"How interested are you in getting a sugar daddy?" she asks and that snaps me out of my depressed daze.
It snaps me out of my depression with something of a really really surprised look in my eyes.
"Exactly what do you mean by sugar daddy?" I ask her and she shows me what she was checking on her phone. Sure enough she was on Tumblr and she was simply scrolling through pictures, pictures of middle-aged men who look old enough to be her uncle but yet were taking pictures in front of luxury cars and five star resorts.
"Don't you want to go for an holiday with one of these hot money bags?" she asks me. I know isn't serious but seriously that weird grin that she wears on her face, that delighted look that she has in her eyes tells me that she's having fun torturing me so, she is having fun making me actually consider the possibility of getting myself a sugar daddy.
"Will the sugar daddy be lucrative?" I asked her and she nods her head enthusiastically and excited as I decide to play along
I'll play along even if it's for this morning, and it seems she is also eager enough to get me discussing about what having a sugar daddy might entail.
"Exactly how do you even come up with these topics?" I asked a little or basically a lot bit amused. She simply gives me a depressed sigh.
"Boredom dearie. It's simply the effects of boredom on my life".
I chuckle as we keep on scrolling through her phone looking at pictures of fairly potbellied men, fairly potbellied men who take outrageous snapshots with girls who are barely our age. I'm guessing that it is the most lucrative business in town right now, it is very very lucrative to get yourself a rich sugar daddy who would practically buy you anything you wanted.
I actually left myself daydream a little bit, what would it be like if I found myself a really really handsome middle-aged man, a really handsome middle-aged man who wanted me as a sugar baby and who would shower me with luxury cars and suprise exotic shopping every now and then. I consider the possibility of actually finding such a person.

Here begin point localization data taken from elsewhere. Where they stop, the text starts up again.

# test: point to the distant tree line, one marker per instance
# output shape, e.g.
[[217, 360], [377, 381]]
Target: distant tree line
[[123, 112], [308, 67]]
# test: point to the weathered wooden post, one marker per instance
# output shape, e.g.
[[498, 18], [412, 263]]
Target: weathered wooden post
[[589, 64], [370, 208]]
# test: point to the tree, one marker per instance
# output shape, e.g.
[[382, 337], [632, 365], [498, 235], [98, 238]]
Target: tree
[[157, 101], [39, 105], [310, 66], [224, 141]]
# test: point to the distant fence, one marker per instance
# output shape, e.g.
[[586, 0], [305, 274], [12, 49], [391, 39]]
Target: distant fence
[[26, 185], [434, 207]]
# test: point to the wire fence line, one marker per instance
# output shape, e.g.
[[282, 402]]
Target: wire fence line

Everyone always said an older man is the better option, but how true is that, how true can that possibly be.
I'm guessing that with my experience with dating guys my own age, I should tend to be particularly inclined to this side of dating but I just find that i do not have interest in it.
I actually smile at myself at this, it seems my resolve is hitting itself as even considering the notion of dating seems like a train of thought to me, a train of thought which can not materialize itself anytime now because I am simply tired.
I'm simply tired of all the stress and emotional trauma that comes with getting yourself attached to someone and going out on dates. I'm keeping everything simple as for now.
Scott emerges to find us giggling like idiots.